The country is lucky to have Sen. Charles Grassley as ranking Republican on the Senate Finance Committee. He brings Iowa common sense to where it's desperately needed: tax policy.

The most recent example of his down-to-earth attitude: questioning the tax deductibility of contributions used to finance college and university athletics.

Federal law permits 80 percent of the rental cost for premium seats at college games to be deductible on an annual basis because the schools are "nonprofit" educational facilities. Some of the money goes to pay for coaches' salaries.

Most taxpayers probably aren't too keen about helping fund University of Iowa coach Kirk Ferentz's $2.7 million annual pay. And it's hard to believe buying a luxury skybox for as much as $85,000 is a charitable gift that improves education.

In that case, taxpayers are essentially subsidizing recreation for the rich.

Of course, Grassley's questions might not make him too popular in fancy campus offices around the country. Universities use the donated dollars to fund projects such as the McLeod Center in Cedar Falls. Administrators are concerned about any possible loss of funding.

Eliminating ridiculous tax breaks doesn't make a person popular in some quarters.

Grassley knows this.

He was the subject of a New York Times article last year titled "The Man Museums Love to Hate" after he spearheaded the tightening of tax rules for "partial gifts" that allowed collectors to give art to museums over a period of years. Donors got to keep the art on their walls while it increased in value, and they enjoyed a tax deduction year after year.

He's making hospitals nervous, too. A few hospitals paying high CEO salaries and hounding the poor to pay bills caught his attention. Since then, he's questioned several hospitals around the country, inquiring about how they spend their money and how much charity care they provide. He wants to ensure they earn the nonprofit status all taxpayers pay for.

Then there's the "tax breaks for taxidermy" loophole Grassley closed. Hunters would go on an African safari, kill an animal, have it stuffed and donate it to a museum, deducting some or all of the cost of their hunting vacation. Now hunters can deduct only the market value of the trophy or the cost of taxidermy, whichever is less.
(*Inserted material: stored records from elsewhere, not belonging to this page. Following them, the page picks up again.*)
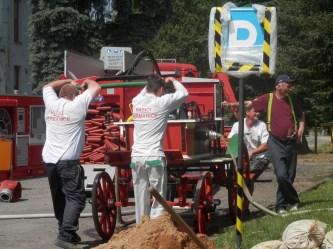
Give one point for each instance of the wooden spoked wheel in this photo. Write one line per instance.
(232, 191)
(203, 200)
(104, 210)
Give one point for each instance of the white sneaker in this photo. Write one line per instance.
(294, 207)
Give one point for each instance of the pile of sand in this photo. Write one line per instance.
(160, 233)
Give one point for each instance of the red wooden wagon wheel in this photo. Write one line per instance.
(203, 199)
(104, 210)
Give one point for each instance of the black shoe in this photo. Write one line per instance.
(66, 245)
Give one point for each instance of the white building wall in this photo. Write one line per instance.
(14, 53)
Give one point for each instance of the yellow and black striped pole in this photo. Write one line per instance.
(267, 40)
(240, 179)
(217, 40)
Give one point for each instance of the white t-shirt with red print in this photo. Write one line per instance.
(64, 125)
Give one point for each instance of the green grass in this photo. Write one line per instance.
(271, 228)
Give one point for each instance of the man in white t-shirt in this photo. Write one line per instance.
(255, 140)
(64, 117)
(151, 108)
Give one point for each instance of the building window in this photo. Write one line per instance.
(17, 77)
(16, 21)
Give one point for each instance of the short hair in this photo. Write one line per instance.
(68, 90)
(154, 83)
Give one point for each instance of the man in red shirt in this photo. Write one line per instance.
(285, 124)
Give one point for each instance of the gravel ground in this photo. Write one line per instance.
(40, 233)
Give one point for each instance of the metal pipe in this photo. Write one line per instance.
(36, 216)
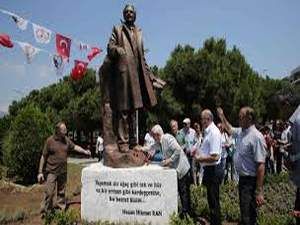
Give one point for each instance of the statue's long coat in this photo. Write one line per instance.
(131, 87)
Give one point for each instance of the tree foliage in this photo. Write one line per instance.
(24, 142)
(213, 76)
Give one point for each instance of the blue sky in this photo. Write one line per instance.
(267, 32)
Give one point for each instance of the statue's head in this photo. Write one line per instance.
(129, 14)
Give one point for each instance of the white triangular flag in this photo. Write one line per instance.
(29, 50)
(21, 22)
(41, 34)
(83, 46)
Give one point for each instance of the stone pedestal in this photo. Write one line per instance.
(146, 194)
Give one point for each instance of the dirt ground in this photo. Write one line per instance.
(16, 199)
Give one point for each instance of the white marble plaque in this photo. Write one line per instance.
(145, 194)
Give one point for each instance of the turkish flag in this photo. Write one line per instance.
(63, 45)
(94, 51)
(79, 70)
(5, 41)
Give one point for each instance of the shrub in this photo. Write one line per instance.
(24, 142)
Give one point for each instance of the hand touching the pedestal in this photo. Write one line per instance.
(88, 152)
(166, 162)
(40, 178)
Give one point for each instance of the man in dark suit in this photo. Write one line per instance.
(132, 84)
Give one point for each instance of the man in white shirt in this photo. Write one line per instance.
(209, 155)
(189, 138)
(99, 147)
(174, 157)
(249, 160)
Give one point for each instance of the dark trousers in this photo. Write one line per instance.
(269, 166)
(248, 207)
(297, 204)
(212, 179)
(55, 187)
(184, 194)
(278, 157)
(124, 126)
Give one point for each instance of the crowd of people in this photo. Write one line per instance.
(210, 154)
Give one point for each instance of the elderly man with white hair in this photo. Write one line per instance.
(209, 155)
(174, 157)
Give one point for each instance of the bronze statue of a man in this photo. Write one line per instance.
(127, 85)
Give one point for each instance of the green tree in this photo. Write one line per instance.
(24, 142)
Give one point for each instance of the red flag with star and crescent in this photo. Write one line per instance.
(63, 45)
(94, 51)
(79, 70)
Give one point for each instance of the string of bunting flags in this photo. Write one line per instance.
(44, 35)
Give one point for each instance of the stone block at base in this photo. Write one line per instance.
(145, 194)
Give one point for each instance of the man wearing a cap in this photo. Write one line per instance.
(189, 140)
(174, 157)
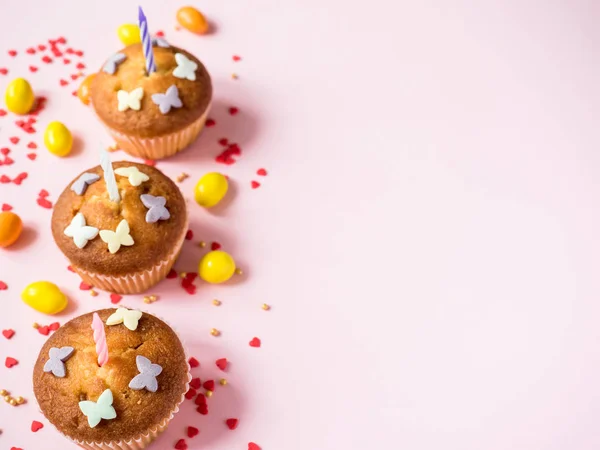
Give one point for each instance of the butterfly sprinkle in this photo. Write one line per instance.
(147, 376)
(101, 409)
(168, 100)
(56, 363)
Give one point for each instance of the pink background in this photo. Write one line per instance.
(427, 234)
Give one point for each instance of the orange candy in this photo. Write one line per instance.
(10, 228)
(191, 19)
(83, 92)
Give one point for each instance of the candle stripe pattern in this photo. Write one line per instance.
(146, 42)
(100, 340)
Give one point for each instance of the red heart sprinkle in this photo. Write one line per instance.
(190, 394)
(232, 423)
(10, 362)
(195, 383)
(172, 274)
(181, 445)
(8, 333)
(44, 203)
(221, 363)
(200, 400)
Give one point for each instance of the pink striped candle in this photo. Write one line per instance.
(100, 339)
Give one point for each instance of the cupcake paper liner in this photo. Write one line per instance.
(161, 146)
(146, 437)
(137, 282)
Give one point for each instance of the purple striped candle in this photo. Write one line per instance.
(146, 42)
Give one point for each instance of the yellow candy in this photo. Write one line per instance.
(216, 267)
(129, 34)
(19, 97)
(210, 189)
(44, 297)
(58, 139)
Stopping that scam prompted another of Grassley's fun quotes on cheating the public purse: "It's ridiculous that a museum gets pennies for a dusty boar's head sitting in a railway car, while a donor gets big tax breaks for his African safari," he said in a statement. "We're taking the tax cheating out of taxidermy."

Tax breaks abound. Some are justified. Some are questionable. Some are egregious. All cost money.

It takes common sense and sometimes courage to challenge those that are abuses. More power to Iowa's senior senator.